Until you make an ignorant comment like this one.  At first I had no idea what would compel him to say something like this about someone else in the world of music.  Don't artists have each other's backs most of the time?  But thinking about it some more, the whole comment reeks with jealousy.  It's practically drowning in it.  Evidently, Michael Jones fancies himself a prodigious musical talent.  He thus believes that someone like Skrillex - who makes music that sounds bizarre and computer generated to him - doesn't deserve the fame he has gained.  He wants to be in Skrillex's place on stage at huge music festivals, by virtue of his perceived talent, and he thinks he deserves to be.

Saying that an artist who uses a computer to generate music has no talent is the most enragingly closed-minded statement I've heard in a long time.  Regardless of whether you like his music, denying that Skrillex is a musical innovator is the height of ignorance.  Since before Brian Eno, a certain brand of musicians has been expanding the scope of music using computer-generated sounds.  Progressive Rock bands used Moog synthesizers in the 70s; Daft Punk led a host of DJs creating electronic house music; rap and hip-hop have used similar tools to create backing music and beats.  Like it or not, the computer is an integral part of music today.

Apparently Michael doesn't like it.  There's one essential point that is lost on Mr. Jones.  Skrillex goes through the same process any "normal" musician would in creating his songs.  In place of physical instruments, however, he uses the vast catalog of sounds afforded him by computer generation.  The intricacy and detail in his songs makes it evident that no computer could, on its own, create these tracks.  They can only aid an artist in the production.

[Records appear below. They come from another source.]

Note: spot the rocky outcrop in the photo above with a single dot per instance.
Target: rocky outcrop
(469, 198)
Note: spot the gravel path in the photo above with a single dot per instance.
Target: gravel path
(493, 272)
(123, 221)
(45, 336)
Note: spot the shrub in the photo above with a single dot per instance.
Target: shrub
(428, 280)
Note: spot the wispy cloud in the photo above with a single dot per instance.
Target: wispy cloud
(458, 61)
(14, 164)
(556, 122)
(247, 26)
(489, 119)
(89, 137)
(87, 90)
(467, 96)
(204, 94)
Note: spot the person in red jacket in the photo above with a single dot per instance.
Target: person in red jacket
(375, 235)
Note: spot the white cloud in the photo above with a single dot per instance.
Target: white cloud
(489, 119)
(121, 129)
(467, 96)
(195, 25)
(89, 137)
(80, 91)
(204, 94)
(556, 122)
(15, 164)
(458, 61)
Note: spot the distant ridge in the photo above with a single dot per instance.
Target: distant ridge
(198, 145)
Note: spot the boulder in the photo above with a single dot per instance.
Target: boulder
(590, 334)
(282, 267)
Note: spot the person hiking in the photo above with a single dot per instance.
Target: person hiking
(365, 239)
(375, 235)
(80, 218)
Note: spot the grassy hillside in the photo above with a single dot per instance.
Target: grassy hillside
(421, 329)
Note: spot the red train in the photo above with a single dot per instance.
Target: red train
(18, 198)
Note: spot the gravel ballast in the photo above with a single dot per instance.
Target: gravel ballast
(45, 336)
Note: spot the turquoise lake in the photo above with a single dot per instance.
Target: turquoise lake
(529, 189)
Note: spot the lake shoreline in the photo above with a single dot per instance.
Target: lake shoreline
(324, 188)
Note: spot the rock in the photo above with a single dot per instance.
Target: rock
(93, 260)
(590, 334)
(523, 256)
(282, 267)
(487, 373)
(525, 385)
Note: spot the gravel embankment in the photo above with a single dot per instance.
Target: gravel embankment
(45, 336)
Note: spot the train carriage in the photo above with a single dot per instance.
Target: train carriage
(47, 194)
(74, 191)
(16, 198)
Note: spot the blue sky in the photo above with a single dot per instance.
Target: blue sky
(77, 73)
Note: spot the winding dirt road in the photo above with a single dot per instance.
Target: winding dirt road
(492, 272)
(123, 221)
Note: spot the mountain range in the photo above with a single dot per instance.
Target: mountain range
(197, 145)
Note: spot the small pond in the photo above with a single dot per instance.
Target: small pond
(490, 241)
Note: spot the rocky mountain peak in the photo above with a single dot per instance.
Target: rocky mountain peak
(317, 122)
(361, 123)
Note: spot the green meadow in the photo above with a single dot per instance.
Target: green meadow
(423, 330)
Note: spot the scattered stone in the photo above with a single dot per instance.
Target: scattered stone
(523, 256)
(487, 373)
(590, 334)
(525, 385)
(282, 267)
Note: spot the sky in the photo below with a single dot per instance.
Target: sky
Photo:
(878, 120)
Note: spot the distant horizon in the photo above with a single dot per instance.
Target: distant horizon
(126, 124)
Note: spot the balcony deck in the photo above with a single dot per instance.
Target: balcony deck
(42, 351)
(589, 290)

This is really nothing new, though.  Innovative musicians have always face resistance.  If you can believe the basic premise of the movie Amadeus, people liked what Mozart was doing in general, but thought he used too many notes.  Jazz as an art form has come under criticism because of its lack of structure, yet it was among the most influential musical styles of the 20th century.  The other Beach Boys pushed back when Brian Wilson brought them Pet Sounds.  Some people still maintain rap is not music because they don't outright sing.  Skrillex is just another artist in this long line of musicians pushing sonic boundaries.  He'll meet resistance from those who don't recognize his genius.  But luckily that'll never stop him from creating.